The Department of Homeland Security, which was heavily criticised for mishandling many arrivals when the ban was first attempted in January, promised a smooth rollout this time. It stressed that anyone with a valid visa issued before the ban begins would still be admitted, and that all authorised refugees booked for travel before July 6 will also be allowed.
“We expect business as usual at the ports of entry starting at 8 pm tonight,” said a DHS official. “Our people are well prepared for this.” The Trump administration insists the ban was necessary to protect the country from terror threats, and to give immigration authorities more time to tighten vetting of travelers and refugees.
“As recent events have shown, we are living in a very dangerous time, and the US government needs every available tool to prevent terrorists from entering the country and committing acts of bloodshed and violence,” a senior administration official told reporters Thursday. But implementing it, even with exceptions, was also claimed as a political victory by Trump, after federal appeals courts twice blocked his order saying it violated constitutional protections of religion and overshot his own presidential powers.
Immigrant rights groups and Democrats in Congress continued to label Trump’s order “illegal” and said the exemptions provided in a Supreme Court ruling on Monday remained unfair. According to guidelines issued by the State Department, people with “close family relationships” would be exempt from the ban. It defined that to include parents, spouses, children, sons- and daughters-in-law, siblings and step- and half-siblings. But “close family” does not include grandparents, grandchildren, aunts, uncles, nieces, nephews, cousins, brothers-in-laws and sisters-in-law, fiances and any other “extended” family members, the guidelines say.
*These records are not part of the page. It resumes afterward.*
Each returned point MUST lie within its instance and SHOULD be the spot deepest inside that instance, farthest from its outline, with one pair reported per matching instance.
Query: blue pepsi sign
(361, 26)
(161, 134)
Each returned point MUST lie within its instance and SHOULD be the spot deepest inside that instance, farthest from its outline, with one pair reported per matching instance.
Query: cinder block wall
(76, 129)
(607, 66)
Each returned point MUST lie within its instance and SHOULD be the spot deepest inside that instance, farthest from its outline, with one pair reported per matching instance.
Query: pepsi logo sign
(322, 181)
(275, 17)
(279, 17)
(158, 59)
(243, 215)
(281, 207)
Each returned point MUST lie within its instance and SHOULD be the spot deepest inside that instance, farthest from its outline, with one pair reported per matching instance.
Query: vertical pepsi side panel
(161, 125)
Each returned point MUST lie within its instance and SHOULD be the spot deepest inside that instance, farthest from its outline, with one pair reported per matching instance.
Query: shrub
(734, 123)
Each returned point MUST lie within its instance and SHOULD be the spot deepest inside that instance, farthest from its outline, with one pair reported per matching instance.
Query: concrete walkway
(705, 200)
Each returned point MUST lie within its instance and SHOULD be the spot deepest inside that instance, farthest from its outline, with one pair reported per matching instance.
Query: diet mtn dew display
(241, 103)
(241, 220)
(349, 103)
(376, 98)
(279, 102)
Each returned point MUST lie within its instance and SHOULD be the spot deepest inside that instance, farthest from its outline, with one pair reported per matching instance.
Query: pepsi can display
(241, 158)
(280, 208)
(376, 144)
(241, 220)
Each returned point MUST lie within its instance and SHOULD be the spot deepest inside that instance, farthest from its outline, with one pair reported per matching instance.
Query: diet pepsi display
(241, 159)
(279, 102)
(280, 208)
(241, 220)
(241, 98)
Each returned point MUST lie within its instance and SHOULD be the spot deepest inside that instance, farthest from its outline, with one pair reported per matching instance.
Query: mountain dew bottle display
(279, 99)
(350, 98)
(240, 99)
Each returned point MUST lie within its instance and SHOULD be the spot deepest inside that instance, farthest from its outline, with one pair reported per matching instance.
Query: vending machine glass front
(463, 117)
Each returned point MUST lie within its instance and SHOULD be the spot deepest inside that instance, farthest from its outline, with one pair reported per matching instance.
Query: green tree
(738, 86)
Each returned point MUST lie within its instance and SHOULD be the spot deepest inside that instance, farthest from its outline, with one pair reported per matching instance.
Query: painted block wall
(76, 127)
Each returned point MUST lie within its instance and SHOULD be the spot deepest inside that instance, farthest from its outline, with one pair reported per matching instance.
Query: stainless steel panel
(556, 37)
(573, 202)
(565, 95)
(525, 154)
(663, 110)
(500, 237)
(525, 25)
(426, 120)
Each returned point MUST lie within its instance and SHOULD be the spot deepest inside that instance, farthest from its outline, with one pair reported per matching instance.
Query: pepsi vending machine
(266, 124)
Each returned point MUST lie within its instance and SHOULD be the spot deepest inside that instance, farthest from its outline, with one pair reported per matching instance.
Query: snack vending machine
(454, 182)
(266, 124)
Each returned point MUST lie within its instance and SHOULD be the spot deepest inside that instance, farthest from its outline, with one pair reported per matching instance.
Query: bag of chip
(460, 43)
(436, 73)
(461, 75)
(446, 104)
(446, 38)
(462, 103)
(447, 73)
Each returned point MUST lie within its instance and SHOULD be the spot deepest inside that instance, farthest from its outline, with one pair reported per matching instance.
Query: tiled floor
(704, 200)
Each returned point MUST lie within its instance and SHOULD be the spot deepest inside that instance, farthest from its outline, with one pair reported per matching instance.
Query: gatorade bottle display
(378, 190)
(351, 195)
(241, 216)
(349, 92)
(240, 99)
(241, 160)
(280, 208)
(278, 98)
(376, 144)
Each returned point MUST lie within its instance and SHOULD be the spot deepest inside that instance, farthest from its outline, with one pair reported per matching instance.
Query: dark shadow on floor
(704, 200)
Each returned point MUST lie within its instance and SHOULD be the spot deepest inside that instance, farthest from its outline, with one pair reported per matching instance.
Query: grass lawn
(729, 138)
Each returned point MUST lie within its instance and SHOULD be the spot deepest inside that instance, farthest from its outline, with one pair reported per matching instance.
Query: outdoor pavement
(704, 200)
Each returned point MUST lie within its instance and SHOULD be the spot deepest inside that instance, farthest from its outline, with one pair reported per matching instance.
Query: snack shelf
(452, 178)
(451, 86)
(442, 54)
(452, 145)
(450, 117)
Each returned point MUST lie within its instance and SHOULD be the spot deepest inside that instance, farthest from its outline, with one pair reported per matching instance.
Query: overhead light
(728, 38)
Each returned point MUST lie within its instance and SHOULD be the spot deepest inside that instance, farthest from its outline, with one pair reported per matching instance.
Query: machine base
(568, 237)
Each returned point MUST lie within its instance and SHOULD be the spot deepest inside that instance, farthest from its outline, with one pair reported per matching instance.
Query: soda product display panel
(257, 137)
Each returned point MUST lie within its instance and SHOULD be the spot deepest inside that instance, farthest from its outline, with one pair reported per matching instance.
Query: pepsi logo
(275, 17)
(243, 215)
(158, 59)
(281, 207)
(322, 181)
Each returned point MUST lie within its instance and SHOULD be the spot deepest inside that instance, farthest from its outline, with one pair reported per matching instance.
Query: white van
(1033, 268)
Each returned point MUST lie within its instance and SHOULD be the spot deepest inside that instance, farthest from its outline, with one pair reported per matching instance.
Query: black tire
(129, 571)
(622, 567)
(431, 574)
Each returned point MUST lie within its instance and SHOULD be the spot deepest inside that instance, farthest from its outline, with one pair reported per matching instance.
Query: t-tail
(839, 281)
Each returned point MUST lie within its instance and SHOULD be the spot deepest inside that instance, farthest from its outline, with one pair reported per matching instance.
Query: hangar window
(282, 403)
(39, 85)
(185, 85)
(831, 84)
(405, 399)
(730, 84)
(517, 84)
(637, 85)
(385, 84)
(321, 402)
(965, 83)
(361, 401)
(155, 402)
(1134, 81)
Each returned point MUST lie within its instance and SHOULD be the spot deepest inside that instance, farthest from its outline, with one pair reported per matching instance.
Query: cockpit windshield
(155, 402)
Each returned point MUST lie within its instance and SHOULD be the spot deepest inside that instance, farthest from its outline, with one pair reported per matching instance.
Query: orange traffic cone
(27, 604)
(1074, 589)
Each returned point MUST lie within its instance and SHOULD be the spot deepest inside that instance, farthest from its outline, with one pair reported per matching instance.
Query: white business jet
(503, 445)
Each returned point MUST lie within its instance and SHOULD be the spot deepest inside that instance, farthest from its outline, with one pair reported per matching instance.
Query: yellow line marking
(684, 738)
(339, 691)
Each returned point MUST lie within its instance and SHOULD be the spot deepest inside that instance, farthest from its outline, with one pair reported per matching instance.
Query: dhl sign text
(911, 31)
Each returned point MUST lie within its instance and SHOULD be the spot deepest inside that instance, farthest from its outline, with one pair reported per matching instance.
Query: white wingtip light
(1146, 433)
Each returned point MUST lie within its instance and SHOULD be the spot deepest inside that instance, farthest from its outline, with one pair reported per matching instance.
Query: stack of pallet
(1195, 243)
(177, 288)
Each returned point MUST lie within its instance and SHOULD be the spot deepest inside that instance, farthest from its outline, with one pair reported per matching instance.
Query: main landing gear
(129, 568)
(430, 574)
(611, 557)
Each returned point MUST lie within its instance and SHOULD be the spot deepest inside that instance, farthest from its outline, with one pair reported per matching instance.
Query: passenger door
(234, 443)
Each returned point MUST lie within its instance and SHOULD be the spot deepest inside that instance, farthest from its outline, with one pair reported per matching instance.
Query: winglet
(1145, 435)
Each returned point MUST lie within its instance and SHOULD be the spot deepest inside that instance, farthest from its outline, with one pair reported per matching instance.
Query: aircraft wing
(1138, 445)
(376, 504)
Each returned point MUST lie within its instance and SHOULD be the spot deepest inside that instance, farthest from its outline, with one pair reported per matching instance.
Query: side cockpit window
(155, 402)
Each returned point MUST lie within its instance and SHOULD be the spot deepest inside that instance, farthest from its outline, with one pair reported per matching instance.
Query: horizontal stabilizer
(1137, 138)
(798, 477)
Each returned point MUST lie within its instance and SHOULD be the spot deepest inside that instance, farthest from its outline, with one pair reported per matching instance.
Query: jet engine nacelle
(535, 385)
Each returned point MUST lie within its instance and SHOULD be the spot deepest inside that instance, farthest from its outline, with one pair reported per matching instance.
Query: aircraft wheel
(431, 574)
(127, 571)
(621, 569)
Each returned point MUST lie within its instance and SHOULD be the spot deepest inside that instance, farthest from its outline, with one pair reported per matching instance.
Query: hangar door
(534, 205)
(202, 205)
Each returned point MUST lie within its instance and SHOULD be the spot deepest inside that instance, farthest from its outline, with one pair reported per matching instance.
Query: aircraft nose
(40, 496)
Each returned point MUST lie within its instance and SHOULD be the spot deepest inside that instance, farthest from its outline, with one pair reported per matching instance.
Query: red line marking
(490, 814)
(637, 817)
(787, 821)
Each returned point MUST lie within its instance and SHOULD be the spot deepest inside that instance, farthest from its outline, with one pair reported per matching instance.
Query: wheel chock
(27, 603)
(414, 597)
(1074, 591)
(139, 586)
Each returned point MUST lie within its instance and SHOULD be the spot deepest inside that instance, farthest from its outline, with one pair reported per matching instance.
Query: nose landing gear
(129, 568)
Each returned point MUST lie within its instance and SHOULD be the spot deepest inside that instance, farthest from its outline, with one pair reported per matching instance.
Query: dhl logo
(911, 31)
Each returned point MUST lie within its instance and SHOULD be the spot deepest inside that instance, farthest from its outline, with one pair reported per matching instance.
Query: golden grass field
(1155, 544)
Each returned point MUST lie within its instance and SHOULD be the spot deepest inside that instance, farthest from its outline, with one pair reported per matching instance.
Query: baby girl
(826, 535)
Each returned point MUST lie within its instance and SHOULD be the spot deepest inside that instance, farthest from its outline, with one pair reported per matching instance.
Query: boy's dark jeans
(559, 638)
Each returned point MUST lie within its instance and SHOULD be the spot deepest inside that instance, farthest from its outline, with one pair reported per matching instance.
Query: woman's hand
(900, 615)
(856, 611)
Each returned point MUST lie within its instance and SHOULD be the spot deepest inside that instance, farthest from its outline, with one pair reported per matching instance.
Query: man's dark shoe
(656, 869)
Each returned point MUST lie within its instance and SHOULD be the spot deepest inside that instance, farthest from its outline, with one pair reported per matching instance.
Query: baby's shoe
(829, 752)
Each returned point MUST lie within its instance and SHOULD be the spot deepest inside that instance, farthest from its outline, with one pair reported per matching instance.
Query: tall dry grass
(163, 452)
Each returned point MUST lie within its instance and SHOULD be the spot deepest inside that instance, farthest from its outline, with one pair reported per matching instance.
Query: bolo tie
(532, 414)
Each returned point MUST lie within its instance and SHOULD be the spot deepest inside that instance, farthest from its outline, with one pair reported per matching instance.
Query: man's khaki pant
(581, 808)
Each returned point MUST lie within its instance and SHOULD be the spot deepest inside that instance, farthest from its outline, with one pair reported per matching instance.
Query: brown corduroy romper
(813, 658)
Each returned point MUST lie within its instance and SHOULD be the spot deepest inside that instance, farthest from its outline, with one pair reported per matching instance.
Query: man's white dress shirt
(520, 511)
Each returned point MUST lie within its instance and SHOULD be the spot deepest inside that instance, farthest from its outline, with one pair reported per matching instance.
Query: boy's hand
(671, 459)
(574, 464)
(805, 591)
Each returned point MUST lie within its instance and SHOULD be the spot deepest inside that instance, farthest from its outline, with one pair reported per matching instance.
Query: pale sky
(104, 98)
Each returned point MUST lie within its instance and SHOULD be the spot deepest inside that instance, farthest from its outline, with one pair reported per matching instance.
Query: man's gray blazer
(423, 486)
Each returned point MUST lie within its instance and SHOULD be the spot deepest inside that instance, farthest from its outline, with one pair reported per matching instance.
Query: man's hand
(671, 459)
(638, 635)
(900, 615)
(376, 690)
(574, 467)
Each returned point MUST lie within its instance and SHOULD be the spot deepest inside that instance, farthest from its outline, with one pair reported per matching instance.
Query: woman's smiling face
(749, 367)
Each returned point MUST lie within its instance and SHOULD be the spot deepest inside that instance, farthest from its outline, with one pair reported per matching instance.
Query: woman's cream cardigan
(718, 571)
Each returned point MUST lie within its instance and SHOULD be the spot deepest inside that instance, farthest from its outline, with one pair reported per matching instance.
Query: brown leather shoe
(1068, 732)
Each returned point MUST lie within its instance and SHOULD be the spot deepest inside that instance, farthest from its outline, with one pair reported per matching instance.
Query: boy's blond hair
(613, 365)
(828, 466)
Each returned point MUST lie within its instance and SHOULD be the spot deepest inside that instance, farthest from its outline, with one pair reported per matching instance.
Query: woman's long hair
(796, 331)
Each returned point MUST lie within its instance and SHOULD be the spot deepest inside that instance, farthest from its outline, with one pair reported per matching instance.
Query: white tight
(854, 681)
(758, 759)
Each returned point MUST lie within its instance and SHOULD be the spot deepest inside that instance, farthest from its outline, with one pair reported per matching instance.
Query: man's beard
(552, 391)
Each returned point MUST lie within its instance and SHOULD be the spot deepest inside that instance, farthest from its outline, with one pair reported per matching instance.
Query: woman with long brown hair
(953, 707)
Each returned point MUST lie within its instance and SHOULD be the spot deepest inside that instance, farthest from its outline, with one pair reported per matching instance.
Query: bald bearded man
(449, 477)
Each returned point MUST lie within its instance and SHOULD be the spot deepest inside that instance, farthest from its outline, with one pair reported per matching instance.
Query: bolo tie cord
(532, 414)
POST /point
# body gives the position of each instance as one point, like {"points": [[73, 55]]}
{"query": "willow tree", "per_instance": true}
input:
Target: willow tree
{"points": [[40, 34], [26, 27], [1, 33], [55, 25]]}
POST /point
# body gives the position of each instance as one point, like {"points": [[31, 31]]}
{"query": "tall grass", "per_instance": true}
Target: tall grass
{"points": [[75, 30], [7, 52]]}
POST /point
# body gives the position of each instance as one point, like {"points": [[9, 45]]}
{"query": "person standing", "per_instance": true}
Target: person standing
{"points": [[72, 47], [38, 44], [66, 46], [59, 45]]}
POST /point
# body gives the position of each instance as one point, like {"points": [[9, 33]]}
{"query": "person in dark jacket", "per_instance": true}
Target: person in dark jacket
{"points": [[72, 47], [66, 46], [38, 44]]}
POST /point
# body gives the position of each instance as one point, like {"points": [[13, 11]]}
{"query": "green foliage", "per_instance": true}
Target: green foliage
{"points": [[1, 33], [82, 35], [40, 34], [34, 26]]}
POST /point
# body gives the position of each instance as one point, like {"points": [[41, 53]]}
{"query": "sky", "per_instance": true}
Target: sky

People with formal relationships with a US entity — who have for instance been offered a job or been accepted to study or lecture at a university — will also qualify for visas during the ban. But a hotel reservation, even if already paid for, does not qualify. Even as travel officials across the US were making final preparations for putting the ban into place, opponents were preparing new legal maneuvers.
Late Thursday, Hawaii asked federal district Judge Derrick Watson to clarify the scope of the travel and refugee bans in the Pacific island state — and who, specifically, the ban refers to when stating that only an immigrant’s close family members can travel to the US.
“In Hawaii, ‘close family’ includes many of the people that the federal government decided on its own to exclude from that definition. Unfortunately, this severely limited definition may be in violation of the Supreme Court ruling,” Attorney General Douglas Chin, said in a statement. Democratic legislator Bennie Thompson blasted the government for a “lack of preparation and transparency” in putting the ban into place.